A team led by the Institute of Science and Technology Austria (ISTA), working with partners abroad, has merged multiple imaging methods to reveal the dynamic motions of proteins. These movements, often described as molecular "breathing," are essential for biological function yet are typically frozen in traditional atomic-level snapshots. The findings, published in Nature Chemistry, show how certain experimental techniques can inadvertently mask these motions.

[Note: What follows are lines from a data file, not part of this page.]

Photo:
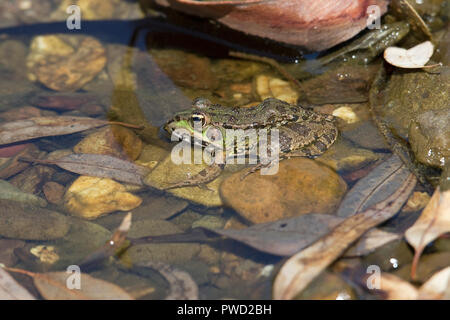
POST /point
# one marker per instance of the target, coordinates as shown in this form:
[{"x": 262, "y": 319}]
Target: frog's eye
[{"x": 198, "y": 118}]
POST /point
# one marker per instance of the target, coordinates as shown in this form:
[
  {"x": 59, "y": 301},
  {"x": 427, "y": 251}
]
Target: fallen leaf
[
  {"x": 98, "y": 165},
  {"x": 13, "y": 166},
  {"x": 37, "y": 127},
  {"x": 370, "y": 241},
  {"x": 53, "y": 286},
  {"x": 182, "y": 286},
  {"x": 437, "y": 287},
  {"x": 396, "y": 288},
  {"x": 432, "y": 223},
  {"x": 284, "y": 237},
  {"x": 380, "y": 183},
  {"x": 415, "y": 57},
  {"x": 303, "y": 267},
  {"x": 10, "y": 289}
]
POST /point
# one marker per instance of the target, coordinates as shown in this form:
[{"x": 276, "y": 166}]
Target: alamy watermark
[
  {"x": 73, "y": 281},
  {"x": 73, "y": 21}
]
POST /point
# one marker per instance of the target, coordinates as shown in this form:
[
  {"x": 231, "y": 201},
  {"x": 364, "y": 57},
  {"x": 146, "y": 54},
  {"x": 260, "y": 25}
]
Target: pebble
[
  {"x": 114, "y": 141},
  {"x": 92, "y": 197},
  {"x": 301, "y": 186},
  {"x": 20, "y": 221}
]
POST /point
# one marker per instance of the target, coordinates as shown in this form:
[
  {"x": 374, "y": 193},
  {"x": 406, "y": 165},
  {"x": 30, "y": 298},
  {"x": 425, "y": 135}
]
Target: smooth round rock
[
  {"x": 301, "y": 186},
  {"x": 91, "y": 197}
]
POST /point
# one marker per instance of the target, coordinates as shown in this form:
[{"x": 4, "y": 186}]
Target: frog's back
[{"x": 270, "y": 112}]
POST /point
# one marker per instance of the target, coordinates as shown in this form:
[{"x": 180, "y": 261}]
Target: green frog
[{"x": 300, "y": 132}]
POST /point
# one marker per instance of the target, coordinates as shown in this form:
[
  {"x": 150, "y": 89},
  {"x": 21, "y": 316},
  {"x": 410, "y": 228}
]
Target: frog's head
[{"x": 195, "y": 122}]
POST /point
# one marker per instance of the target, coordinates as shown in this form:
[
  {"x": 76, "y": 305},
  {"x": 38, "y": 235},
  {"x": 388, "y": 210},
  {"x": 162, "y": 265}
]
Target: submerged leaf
[
  {"x": 38, "y": 127},
  {"x": 303, "y": 267},
  {"x": 97, "y": 165},
  {"x": 284, "y": 237},
  {"x": 182, "y": 286},
  {"x": 54, "y": 286},
  {"x": 10, "y": 289},
  {"x": 437, "y": 287},
  {"x": 432, "y": 223},
  {"x": 415, "y": 57},
  {"x": 380, "y": 183}
]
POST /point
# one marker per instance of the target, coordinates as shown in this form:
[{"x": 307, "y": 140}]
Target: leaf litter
[
  {"x": 305, "y": 266},
  {"x": 97, "y": 165},
  {"x": 38, "y": 127}
]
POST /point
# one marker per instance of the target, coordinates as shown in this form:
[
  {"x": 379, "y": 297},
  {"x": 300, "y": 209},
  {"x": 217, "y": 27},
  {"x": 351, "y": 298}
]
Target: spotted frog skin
[{"x": 302, "y": 132}]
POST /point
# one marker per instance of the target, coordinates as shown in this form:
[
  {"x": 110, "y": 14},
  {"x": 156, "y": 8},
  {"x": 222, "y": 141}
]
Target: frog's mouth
[{"x": 187, "y": 133}]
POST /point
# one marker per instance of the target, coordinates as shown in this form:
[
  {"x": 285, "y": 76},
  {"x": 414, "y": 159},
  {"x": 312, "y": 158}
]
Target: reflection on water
[{"x": 54, "y": 216}]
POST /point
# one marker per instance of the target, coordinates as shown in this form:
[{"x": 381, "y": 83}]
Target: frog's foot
[
  {"x": 200, "y": 179},
  {"x": 255, "y": 168}
]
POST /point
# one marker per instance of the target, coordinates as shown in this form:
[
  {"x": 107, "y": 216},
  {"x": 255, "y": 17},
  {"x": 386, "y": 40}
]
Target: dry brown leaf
[
  {"x": 437, "y": 287},
  {"x": 397, "y": 289},
  {"x": 303, "y": 267},
  {"x": 10, "y": 289},
  {"x": 432, "y": 223}
]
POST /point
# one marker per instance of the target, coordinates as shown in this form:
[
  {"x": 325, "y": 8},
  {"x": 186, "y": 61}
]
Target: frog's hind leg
[{"x": 200, "y": 179}]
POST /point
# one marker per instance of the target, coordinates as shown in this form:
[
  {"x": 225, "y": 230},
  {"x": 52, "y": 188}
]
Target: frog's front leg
[{"x": 202, "y": 178}]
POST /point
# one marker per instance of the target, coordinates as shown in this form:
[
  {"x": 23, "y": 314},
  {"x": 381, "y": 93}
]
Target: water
[{"x": 170, "y": 66}]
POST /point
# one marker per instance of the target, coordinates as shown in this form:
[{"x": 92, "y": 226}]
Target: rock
[
  {"x": 54, "y": 192},
  {"x": 83, "y": 238},
  {"x": 343, "y": 156},
  {"x": 186, "y": 69},
  {"x": 159, "y": 208},
  {"x": 10, "y": 192},
  {"x": 429, "y": 136},
  {"x": 45, "y": 254},
  {"x": 172, "y": 253},
  {"x": 328, "y": 286},
  {"x": 65, "y": 63},
  {"x": 12, "y": 55},
  {"x": 167, "y": 173},
  {"x": 391, "y": 256},
  {"x": 408, "y": 94},
  {"x": 24, "y": 113},
  {"x": 211, "y": 222},
  {"x": 185, "y": 220},
  {"x": 366, "y": 135},
  {"x": 20, "y": 221},
  {"x": 12, "y": 166},
  {"x": 346, "y": 113},
  {"x": 428, "y": 265},
  {"x": 301, "y": 186},
  {"x": 114, "y": 141},
  {"x": 7, "y": 247},
  {"x": 417, "y": 201},
  {"x": 267, "y": 87},
  {"x": 12, "y": 150},
  {"x": 31, "y": 179},
  {"x": 91, "y": 197}
]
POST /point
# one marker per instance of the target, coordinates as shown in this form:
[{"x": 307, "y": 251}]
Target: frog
[{"x": 301, "y": 131}]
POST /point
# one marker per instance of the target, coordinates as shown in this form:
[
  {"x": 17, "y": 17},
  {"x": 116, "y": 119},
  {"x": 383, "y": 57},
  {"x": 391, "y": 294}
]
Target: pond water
[{"x": 141, "y": 72}]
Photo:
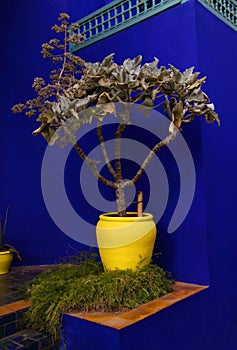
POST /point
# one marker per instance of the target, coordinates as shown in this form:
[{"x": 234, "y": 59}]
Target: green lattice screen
[{"x": 121, "y": 14}]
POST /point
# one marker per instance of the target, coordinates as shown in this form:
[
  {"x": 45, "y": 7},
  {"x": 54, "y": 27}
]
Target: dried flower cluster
[{"x": 67, "y": 69}]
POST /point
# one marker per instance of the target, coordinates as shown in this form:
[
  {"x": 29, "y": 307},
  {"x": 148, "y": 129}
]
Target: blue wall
[{"x": 184, "y": 35}]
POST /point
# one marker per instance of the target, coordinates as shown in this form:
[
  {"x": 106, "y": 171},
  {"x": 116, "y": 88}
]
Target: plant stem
[
  {"x": 118, "y": 135},
  {"x": 104, "y": 152},
  {"x": 92, "y": 164},
  {"x": 151, "y": 154},
  {"x": 120, "y": 198}
]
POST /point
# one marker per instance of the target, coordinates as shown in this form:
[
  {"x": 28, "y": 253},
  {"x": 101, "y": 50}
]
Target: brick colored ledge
[
  {"x": 122, "y": 320},
  {"x": 13, "y": 307},
  {"x": 119, "y": 321}
]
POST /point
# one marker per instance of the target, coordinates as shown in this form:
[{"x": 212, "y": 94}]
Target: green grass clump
[{"x": 86, "y": 287}]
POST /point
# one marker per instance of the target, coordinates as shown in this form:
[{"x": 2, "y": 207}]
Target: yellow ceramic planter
[
  {"x": 125, "y": 242},
  {"x": 5, "y": 261}
]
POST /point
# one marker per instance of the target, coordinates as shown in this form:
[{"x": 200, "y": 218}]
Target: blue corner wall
[{"x": 203, "y": 249}]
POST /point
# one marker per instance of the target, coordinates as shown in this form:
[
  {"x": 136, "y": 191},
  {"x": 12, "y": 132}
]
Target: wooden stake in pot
[{"x": 139, "y": 203}]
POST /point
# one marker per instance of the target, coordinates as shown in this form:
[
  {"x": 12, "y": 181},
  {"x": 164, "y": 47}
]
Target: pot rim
[{"x": 132, "y": 216}]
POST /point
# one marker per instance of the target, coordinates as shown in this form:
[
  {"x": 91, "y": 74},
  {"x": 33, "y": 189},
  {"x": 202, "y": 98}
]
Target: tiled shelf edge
[{"x": 118, "y": 321}]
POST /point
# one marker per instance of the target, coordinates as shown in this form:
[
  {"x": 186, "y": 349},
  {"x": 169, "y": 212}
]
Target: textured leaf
[{"x": 108, "y": 60}]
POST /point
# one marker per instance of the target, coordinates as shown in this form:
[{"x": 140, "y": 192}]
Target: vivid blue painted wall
[{"x": 184, "y": 35}]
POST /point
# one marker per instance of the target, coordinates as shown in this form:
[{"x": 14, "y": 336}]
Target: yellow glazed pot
[
  {"x": 5, "y": 261},
  {"x": 125, "y": 242}
]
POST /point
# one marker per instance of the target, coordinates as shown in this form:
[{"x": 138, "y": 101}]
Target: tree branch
[
  {"x": 104, "y": 152},
  {"x": 118, "y": 136},
  {"x": 92, "y": 164},
  {"x": 151, "y": 154}
]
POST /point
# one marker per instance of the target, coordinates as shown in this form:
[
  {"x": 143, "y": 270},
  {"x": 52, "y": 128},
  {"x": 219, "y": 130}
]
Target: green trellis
[{"x": 121, "y": 14}]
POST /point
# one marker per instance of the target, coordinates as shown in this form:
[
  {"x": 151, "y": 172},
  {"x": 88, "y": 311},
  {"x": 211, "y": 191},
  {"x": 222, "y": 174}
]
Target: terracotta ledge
[
  {"x": 119, "y": 321},
  {"x": 122, "y": 320},
  {"x": 13, "y": 307}
]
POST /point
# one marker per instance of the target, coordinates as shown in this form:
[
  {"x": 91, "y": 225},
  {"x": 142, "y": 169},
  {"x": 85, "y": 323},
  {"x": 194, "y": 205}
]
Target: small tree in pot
[{"x": 74, "y": 98}]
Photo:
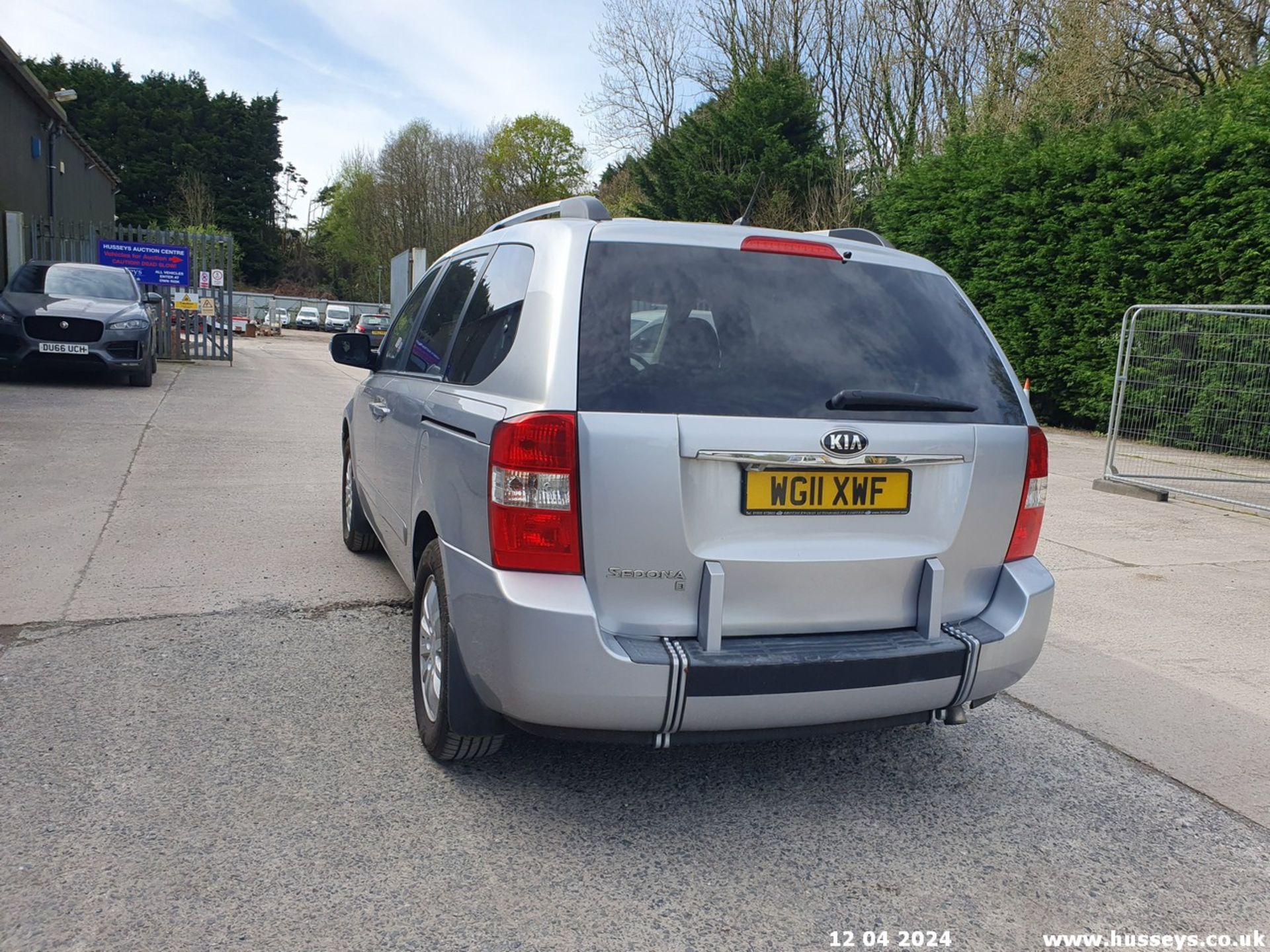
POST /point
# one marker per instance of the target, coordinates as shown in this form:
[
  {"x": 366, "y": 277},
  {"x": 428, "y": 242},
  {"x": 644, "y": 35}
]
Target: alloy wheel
[{"x": 429, "y": 649}]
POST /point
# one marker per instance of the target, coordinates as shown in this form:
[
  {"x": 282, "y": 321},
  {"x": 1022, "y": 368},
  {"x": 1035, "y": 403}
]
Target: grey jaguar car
[
  {"x": 77, "y": 314},
  {"x": 668, "y": 483}
]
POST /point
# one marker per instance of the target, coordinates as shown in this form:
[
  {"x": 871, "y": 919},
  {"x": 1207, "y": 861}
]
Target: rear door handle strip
[{"x": 756, "y": 460}]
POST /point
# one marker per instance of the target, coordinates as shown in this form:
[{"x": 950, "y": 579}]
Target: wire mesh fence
[
  {"x": 1191, "y": 412},
  {"x": 182, "y": 331}
]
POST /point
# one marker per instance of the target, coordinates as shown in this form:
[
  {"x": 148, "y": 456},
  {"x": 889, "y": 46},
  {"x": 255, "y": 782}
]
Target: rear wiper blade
[{"x": 887, "y": 400}]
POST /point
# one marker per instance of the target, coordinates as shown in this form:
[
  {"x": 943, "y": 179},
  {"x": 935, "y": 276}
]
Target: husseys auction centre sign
[{"x": 150, "y": 264}]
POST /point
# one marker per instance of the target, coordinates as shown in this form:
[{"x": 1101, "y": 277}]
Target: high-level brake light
[{"x": 792, "y": 247}]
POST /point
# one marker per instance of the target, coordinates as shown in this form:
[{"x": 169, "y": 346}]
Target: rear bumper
[{"x": 536, "y": 654}]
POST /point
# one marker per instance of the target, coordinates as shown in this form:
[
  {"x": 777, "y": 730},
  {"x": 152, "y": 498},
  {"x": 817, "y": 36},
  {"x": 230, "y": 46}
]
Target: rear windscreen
[{"x": 727, "y": 333}]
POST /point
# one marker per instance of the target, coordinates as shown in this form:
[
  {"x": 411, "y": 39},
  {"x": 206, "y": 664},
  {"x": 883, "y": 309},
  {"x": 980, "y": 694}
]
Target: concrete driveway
[{"x": 206, "y": 736}]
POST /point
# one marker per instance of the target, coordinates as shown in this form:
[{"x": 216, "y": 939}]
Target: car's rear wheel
[
  {"x": 359, "y": 535},
  {"x": 432, "y": 668}
]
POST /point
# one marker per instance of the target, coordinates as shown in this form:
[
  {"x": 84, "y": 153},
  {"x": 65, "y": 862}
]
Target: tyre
[
  {"x": 144, "y": 377},
  {"x": 359, "y": 535},
  {"x": 431, "y": 666}
]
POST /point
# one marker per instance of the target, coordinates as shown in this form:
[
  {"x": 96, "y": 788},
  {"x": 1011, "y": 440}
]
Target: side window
[
  {"x": 441, "y": 317},
  {"x": 393, "y": 349},
  {"x": 493, "y": 315}
]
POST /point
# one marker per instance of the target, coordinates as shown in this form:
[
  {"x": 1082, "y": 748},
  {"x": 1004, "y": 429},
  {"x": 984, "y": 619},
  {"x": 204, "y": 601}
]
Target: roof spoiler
[
  {"x": 863, "y": 235},
  {"x": 586, "y": 207}
]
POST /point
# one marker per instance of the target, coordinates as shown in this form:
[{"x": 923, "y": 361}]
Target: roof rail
[
  {"x": 587, "y": 207},
  {"x": 869, "y": 238}
]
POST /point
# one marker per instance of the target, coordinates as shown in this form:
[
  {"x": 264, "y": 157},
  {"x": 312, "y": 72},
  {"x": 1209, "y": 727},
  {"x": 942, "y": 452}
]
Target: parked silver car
[{"x": 810, "y": 504}]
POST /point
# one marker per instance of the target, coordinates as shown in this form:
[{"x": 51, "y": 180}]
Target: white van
[{"x": 338, "y": 317}]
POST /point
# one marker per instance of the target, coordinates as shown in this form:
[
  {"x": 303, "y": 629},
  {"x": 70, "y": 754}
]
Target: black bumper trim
[
  {"x": 786, "y": 664},
  {"x": 683, "y": 738}
]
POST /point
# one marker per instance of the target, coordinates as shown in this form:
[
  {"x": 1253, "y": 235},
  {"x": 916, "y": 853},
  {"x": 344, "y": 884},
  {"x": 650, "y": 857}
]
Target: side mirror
[{"x": 353, "y": 349}]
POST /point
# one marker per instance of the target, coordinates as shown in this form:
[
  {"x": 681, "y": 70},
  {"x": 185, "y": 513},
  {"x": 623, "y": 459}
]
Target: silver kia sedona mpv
[{"x": 665, "y": 483}]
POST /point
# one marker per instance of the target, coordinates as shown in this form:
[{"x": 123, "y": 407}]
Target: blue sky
[{"x": 349, "y": 71}]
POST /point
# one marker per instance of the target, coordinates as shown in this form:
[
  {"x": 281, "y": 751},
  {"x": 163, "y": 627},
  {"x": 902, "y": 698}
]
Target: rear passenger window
[
  {"x": 393, "y": 349},
  {"x": 441, "y": 317},
  {"x": 493, "y": 315}
]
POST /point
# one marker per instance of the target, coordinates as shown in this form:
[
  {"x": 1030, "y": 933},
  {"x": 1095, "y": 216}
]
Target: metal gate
[
  {"x": 1191, "y": 411},
  {"x": 181, "y": 334}
]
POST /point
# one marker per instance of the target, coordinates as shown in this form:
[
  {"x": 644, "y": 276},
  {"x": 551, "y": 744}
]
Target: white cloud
[{"x": 349, "y": 73}]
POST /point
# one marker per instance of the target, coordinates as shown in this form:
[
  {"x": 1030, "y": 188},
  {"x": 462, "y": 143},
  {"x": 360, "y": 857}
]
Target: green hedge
[{"x": 1054, "y": 233}]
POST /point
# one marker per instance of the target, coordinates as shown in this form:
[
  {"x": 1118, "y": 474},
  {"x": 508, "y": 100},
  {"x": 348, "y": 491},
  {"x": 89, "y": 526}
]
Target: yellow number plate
[{"x": 825, "y": 492}]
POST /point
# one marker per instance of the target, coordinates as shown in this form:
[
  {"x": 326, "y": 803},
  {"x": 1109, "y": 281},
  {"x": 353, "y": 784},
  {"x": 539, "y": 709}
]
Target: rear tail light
[
  {"x": 790, "y": 247},
  {"x": 1032, "y": 507},
  {"x": 534, "y": 520}
]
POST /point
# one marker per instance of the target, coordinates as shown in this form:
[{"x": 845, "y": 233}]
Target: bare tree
[
  {"x": 644, "y": 48},
  {"x": 1194, "y": 44}
]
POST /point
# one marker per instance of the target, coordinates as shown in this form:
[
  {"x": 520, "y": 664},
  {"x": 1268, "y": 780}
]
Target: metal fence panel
[{"x": 1191, "y": 411}]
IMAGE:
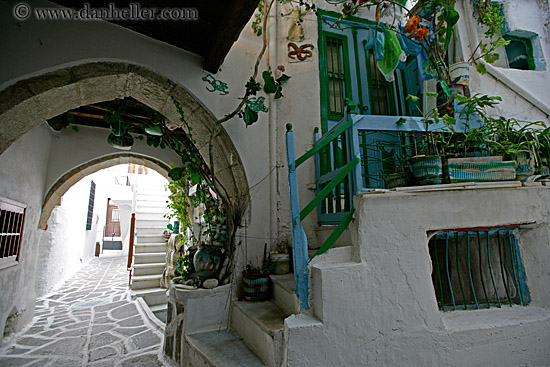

Static protein structures have long been a cornerstone of structural biology, but they fail to capture the flexibility that governs many cellular processes. The new work directly addresses this limitation by integrating approaches that detect both the average shape and the range of motion. This insight promises to reshape how scientists think about protein function and interaction.
The team's combined methodology allowed them to observe distinct "breathing" states in a test protein, providing a richer view than any single technique could offer. No specific numerical values were detailed in the available source beyond describing the atomic-level precision that structural biology now routinely achieves. The study underscores how even highly resolved static models can miss critical conformational changes.
Better understanding of protein dynamics could accelerate the design of novel proteins with tailored functions. It may also improve AI-based tools that predict protein structure from sequence, which currently rely heavily on static datasets. Researchers expect the work to influence drug discovery, where protein motion often dictates binding efficacy.
"This is a shift from looking at snapshots to watching the movie," said an ISTA researcher involved in the study, as reported by Phys.org.